Grad input: (Variable containing:
-0.2466 -0.0966  0.0659 -0.1954  0.3573 -0.5367  0.5818  0.0758  0.2598 -0.2447
[torch.FloatTensor of size 1x10]
,)

I was expecting two tensors of that shape, one for each input. On the other hand, if I run with the cosine loss:

mod = Model(mode='cos')
for i in range(5):
    inp = torch.rand(1, 20)
    tar = torch.rand(1, 20)
    loss_val = mod.train(inp, tar)
    print 'Iteration\t{0}\tLoss\t{1}'.format(i, loss_val)

I find grad input is a single scalar value:

Grad input: (Variable containing:
-1
[torch.FloatTensor of size 1]
,)

In both cases I was expecting two gradInput tensors, one corresponding to each input to the criterion’s forward function.

Where is my interpretation amiss?
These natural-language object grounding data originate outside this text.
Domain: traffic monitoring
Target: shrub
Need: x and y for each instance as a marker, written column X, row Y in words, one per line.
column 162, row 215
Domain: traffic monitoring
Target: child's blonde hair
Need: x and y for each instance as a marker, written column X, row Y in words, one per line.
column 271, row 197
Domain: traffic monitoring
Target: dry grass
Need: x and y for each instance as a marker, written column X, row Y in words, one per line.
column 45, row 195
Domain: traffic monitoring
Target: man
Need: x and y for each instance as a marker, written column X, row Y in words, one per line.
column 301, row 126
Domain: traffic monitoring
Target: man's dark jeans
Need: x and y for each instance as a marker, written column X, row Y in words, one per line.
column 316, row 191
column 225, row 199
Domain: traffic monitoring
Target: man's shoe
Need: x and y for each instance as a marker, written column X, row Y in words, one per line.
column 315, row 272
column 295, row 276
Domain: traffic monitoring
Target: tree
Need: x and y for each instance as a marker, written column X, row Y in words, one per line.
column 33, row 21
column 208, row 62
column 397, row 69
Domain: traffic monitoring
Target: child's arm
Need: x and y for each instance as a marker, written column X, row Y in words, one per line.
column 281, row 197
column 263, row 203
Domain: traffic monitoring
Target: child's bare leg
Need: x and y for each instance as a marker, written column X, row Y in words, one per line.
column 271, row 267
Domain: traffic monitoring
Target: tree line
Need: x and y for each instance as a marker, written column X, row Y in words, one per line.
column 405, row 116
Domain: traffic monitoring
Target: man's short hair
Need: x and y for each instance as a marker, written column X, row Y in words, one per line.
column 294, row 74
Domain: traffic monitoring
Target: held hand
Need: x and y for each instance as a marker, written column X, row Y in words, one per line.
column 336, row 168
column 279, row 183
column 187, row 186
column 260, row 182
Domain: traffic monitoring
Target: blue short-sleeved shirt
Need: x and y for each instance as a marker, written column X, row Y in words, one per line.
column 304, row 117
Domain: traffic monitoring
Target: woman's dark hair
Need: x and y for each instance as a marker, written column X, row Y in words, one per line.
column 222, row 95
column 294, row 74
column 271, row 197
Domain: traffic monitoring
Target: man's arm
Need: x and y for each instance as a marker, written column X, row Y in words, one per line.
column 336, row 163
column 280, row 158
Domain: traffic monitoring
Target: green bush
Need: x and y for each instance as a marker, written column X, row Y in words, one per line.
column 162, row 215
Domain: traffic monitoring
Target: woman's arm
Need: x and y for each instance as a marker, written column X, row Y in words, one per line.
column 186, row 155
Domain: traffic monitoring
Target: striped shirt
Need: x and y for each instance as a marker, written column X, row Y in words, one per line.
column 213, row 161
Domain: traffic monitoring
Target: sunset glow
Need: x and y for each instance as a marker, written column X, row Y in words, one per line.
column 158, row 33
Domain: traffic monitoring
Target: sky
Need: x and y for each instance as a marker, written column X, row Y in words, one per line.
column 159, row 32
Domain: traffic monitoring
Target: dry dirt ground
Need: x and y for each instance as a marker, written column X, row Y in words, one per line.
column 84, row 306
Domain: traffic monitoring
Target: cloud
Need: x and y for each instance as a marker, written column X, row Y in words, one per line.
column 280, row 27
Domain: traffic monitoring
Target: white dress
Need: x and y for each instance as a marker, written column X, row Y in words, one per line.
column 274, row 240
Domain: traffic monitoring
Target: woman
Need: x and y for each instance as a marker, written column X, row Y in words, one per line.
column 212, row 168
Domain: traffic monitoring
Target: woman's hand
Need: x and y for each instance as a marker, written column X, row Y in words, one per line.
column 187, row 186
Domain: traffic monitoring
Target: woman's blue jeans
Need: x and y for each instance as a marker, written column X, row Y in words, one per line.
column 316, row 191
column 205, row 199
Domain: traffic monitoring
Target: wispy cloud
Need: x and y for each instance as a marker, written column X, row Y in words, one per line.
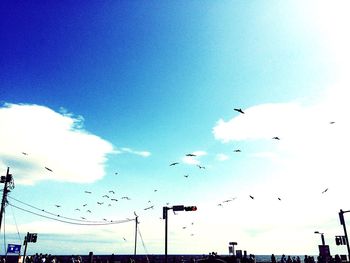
column 34, row 137
column 140, row 153
column 195, row 159
column 222, row 157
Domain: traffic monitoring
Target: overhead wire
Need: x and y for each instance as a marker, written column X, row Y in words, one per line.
column 14, row 218
column 85, row 222
column 143, row 243
column 53, row 214
column 97, row 223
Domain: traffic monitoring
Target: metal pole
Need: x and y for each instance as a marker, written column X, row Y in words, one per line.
column 322, row 238
column 165, row 216
column 3, row 202
column 25, row 248
column 136, row 223
column 345, row 234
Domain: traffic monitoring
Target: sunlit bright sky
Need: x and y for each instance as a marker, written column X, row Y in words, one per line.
column 98, row 99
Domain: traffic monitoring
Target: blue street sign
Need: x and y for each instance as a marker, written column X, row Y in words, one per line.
column 12, row 248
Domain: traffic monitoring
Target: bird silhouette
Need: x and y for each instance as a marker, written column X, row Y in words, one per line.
column 150, row 207
column 47, row 168
column 239, row 110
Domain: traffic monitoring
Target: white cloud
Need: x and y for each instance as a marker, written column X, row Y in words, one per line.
column 311, row 155
column 36, row 137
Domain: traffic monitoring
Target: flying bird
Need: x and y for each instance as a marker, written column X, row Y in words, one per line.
column 150, row 207
column 47, row 168
column 239, row 110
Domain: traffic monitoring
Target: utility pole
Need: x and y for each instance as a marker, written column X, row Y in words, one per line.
column 6, row 180
column 342, row 222
column 165, row 217
column 136, row 223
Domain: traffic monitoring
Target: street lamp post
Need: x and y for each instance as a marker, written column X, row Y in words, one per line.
column 322, row 237
column 165, row 217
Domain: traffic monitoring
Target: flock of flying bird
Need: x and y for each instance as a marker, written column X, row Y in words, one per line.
column 109, row 197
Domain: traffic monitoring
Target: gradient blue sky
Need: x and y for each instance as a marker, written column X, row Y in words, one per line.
column 94, row 88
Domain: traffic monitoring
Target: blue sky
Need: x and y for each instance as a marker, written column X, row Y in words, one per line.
column 94, row 89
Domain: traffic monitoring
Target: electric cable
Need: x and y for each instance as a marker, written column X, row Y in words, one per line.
column 97, row 223
column 14, row 218
column 53, row 214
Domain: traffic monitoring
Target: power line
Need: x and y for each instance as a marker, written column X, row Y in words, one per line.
column 85, row 222
column 74, row 223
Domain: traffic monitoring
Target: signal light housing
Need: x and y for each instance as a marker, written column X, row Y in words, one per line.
column 190, row 208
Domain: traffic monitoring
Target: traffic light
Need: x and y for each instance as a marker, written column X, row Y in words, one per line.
column 34, row 237
column 190, row 208
column 178, row 208
column 339, row 240
column 341, row 217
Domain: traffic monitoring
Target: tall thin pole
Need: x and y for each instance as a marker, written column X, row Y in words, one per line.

Is there something wrong with the implementations of the criterions? I’m particularly surprised by the cosine loss - the L1 loss seems to interpret the second input (targer_var) as a ground truth that is not being optimized, but I’m not clear on the cosine loss function. Neither am I clear on what has changed between the two - both calculations are on the outputs of each encoder, with a scalar loss returned by forward, but the shape of gradInput is different for both.

apaszke · February 27, 2017, 6:35pm

I’m sorry, but it’s a know problems with hooks right now. They only work properly on modules that create only a single Function in their forward (i.e. all simple modules like Linear, Conv2d, but not containers or custom losses like that). Your expectations are correct, this is how they should work.
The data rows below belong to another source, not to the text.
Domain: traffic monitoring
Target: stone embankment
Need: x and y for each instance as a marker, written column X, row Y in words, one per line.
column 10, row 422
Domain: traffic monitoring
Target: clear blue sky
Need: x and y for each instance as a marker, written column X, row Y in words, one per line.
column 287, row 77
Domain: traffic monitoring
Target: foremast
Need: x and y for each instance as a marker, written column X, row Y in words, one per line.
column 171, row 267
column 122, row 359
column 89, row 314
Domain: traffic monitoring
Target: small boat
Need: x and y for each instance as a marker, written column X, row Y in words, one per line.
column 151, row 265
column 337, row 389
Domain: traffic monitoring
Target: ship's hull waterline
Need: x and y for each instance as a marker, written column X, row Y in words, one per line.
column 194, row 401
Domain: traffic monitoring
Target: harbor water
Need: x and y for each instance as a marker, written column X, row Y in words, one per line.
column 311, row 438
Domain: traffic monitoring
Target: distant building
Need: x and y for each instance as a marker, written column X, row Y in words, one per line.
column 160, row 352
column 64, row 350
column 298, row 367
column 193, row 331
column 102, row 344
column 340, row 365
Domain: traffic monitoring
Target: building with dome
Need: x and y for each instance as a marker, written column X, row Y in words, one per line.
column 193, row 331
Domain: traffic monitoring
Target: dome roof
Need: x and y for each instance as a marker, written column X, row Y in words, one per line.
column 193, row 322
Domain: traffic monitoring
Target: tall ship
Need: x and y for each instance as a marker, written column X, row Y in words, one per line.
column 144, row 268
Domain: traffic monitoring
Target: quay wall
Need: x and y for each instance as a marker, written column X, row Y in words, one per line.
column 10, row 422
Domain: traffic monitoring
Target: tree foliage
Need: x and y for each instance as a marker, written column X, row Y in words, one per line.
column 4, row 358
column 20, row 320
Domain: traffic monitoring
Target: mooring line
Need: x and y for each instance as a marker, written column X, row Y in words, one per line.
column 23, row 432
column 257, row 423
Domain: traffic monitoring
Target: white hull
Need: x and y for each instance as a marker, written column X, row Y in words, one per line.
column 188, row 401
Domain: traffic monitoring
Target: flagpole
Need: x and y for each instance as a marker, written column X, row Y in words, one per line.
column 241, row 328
We’ll be rolling out some serious autograd refactors in the upcoming week or two, and it should be fixed afterwards.

cjmcmurtrie · February 27, 2017, 6:42pm

Thanks for the prompt reply Adam. Is there any current workaround for this? My aim particularly concerns the cosine loss. I was experimenting with multiplying the gradients by tensors of feature weights (in other words, some weight-adjusted learning rates for the output features of the encoders).

apaszke · February 27, 2017, 6:47pm

You could register hooks on individual Variables (in forward). See the docs. These should work fine.

cjmcmurtrie · February 27, 2017, 6:53pm

Thanks, will give it a try! Looking forward to the refactors. Pytorch is simply awesome - love what you guys have done.

Edit: register_hook on the variables worked a treat, thanks again.